Katherine Hare and her husband, Stephen Boyd, are retirees looking to make a move. The couple has lived in the Chapel Hill area of North Carolina, where Boyd grew up, for many years. But now, Hare wants to be closer to her family in the West Hartford area of Connecticut.
With plenty of equity built up in their home, located in a booming local economy, the couple is in a position many Americans would envy: They likely won’t need to take out a mortgage on a new property. The biggest challenge, Hare thinks, will be the long-distance house-hunting.
Still, she’s well aware that the recent decline in borrowing costs will be helpful when the couple goes to sell their own home. The 30-year fixed-rate mortgage just touched 6.09%, its lowest level in over 18 months, down sharply from the recent peak of 7.79%.
“Lower mortgage rates will definitely help,” Hare said. “It will open up the market for us. When rates were lower, things were really, really cranking around here.”
What is holding back the housing market?
Mortgage rates don’t dictate the housing market – until they do. Ask any real estate agent why buyers aren’t buying, and most will say it’s the lack of inventory. But most housing-market inventory is simply houses that other people want to sell, and with nearly 90% of all Americans with a mortgage enjoying a rate below 6%, there’s no reason to move on unless absolutely necessary. With new listings scarce, the few properties that are on the market get snatched up quickly, and prices keep getting bid higher.
That means the housing market looks a lot like the situation Hare and Boyd are about to encounter. The Federal Reserve cut interest rates by half a point Wednesday, and mortgage rates are likely to move in tandem as the central bank continues to ease.
Yes, prices may tick up as demand increases. Still, most observers think the entire housing ecosystem, not just those applying for a mortgage, will benefit from the "unlocking" effect. Many are hoping for a much healthier market after a few years of boom and bust.

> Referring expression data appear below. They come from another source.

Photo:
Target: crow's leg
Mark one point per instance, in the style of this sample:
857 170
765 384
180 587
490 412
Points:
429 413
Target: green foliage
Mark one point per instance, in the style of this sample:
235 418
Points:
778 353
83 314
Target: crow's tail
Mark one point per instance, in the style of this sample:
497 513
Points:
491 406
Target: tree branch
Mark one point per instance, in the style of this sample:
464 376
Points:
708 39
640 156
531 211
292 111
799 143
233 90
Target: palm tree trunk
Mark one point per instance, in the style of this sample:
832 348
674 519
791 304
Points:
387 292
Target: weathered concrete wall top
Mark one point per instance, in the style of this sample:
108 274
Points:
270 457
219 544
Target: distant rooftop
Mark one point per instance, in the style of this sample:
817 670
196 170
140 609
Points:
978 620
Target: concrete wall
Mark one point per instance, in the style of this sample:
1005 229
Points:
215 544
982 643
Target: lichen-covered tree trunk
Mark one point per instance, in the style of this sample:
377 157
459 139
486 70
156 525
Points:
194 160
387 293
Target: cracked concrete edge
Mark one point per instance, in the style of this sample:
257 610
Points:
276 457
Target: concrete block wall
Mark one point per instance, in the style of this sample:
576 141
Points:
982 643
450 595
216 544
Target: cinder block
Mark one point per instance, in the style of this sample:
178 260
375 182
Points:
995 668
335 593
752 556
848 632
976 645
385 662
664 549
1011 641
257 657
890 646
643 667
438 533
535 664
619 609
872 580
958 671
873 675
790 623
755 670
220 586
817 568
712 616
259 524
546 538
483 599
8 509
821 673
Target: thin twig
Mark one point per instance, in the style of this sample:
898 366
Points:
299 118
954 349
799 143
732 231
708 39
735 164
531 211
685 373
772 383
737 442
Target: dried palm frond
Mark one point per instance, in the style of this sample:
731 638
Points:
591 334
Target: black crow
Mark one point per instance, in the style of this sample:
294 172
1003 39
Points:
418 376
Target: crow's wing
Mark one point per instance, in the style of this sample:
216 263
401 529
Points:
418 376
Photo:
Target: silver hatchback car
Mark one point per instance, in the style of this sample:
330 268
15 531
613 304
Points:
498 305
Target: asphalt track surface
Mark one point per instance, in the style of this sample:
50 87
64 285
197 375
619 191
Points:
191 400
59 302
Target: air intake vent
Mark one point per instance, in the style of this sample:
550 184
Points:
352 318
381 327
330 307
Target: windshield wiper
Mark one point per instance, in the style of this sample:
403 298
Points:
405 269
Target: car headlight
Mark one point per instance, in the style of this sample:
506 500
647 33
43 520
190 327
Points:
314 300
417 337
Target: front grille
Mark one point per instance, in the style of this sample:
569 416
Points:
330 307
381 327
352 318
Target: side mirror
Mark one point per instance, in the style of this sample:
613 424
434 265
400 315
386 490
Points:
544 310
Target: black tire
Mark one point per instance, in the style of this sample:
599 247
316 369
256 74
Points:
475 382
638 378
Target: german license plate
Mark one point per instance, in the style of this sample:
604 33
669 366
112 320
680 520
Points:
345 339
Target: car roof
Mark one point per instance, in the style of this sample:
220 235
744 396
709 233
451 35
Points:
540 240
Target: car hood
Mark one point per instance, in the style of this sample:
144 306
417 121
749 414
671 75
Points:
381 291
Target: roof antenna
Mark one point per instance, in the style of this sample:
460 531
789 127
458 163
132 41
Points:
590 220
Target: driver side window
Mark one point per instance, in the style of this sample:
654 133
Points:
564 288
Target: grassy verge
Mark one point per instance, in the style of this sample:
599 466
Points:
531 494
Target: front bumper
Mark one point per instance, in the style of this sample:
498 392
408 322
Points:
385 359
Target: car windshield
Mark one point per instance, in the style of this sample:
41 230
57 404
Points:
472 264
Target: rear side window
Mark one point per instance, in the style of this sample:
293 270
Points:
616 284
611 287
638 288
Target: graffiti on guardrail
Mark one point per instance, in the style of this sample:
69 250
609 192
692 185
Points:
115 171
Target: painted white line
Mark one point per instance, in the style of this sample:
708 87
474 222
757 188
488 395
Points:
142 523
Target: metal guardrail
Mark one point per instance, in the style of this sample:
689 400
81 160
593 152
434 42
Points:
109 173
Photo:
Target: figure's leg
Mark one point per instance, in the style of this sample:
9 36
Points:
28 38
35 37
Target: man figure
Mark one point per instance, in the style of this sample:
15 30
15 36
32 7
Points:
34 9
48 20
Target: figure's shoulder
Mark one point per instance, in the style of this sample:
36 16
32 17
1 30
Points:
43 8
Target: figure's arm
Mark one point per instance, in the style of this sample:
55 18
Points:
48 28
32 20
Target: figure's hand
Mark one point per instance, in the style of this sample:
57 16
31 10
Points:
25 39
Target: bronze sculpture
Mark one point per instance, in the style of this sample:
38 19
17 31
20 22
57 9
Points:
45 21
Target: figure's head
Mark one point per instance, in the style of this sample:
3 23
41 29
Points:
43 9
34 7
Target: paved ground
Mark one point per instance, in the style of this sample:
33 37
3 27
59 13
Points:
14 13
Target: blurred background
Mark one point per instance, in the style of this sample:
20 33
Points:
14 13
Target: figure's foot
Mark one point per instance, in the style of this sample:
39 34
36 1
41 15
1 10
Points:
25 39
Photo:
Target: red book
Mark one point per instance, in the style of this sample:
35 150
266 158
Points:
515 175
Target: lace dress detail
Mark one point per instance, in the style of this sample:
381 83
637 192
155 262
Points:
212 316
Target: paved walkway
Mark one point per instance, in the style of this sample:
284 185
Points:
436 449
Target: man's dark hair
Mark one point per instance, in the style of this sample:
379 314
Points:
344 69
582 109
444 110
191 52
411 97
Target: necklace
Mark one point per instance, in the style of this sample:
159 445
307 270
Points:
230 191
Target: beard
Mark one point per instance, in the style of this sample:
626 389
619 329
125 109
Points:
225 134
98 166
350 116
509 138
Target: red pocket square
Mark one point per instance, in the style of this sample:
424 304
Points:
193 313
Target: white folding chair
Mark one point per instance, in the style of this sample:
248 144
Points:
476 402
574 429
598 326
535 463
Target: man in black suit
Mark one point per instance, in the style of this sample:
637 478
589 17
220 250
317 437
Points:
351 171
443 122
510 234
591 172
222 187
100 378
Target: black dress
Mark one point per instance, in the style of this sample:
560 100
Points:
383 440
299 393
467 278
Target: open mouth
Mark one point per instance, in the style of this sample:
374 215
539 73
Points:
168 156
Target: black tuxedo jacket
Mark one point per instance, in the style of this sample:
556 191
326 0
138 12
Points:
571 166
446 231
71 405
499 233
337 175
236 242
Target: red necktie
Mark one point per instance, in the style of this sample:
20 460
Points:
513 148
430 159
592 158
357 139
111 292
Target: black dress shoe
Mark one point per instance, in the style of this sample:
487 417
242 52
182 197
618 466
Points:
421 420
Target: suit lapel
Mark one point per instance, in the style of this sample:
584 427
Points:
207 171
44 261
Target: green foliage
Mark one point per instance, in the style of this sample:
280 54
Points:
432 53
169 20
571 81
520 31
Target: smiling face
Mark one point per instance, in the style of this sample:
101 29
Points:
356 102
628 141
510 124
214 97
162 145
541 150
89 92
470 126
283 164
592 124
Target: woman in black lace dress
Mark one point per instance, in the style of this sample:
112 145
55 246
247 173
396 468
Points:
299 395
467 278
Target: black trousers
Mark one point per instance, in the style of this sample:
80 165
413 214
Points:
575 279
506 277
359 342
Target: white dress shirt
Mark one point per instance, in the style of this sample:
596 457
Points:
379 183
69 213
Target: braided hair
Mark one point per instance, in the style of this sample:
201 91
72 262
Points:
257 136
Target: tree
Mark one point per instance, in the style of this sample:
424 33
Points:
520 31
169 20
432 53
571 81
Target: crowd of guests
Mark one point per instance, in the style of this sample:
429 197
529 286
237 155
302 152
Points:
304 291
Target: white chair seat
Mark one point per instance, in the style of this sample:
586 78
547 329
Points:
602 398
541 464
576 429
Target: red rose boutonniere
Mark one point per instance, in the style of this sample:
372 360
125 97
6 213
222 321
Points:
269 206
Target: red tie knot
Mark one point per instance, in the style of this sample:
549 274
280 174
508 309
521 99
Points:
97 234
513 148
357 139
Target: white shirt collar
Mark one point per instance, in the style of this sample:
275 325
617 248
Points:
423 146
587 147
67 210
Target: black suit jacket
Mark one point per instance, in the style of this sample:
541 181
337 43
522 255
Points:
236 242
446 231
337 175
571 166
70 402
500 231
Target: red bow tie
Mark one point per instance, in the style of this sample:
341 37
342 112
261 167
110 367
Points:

“It’s market whiplash,” said Rick Sharga, CEO of CJ Patrick Company, a real estate consultancy. “We had a zero-interest rate policy for a few years to help with the unknowns of COVID. That pulled demand forward and made homes relatively affordable even though prices rose. Right now, affordability is at all-time lows, except for a period of the 1980s, so anything that will lower rates will be a boon.”
More: How do Harris and Trump propose to make housing affordable?
On Thursday, the National Association of Realtors said that sales of previously owned homes fell 2.5% in August. At an annual pace of 3.86 million, sales are running roughly where they were at the depths of the foreclosure crisis a decade ago.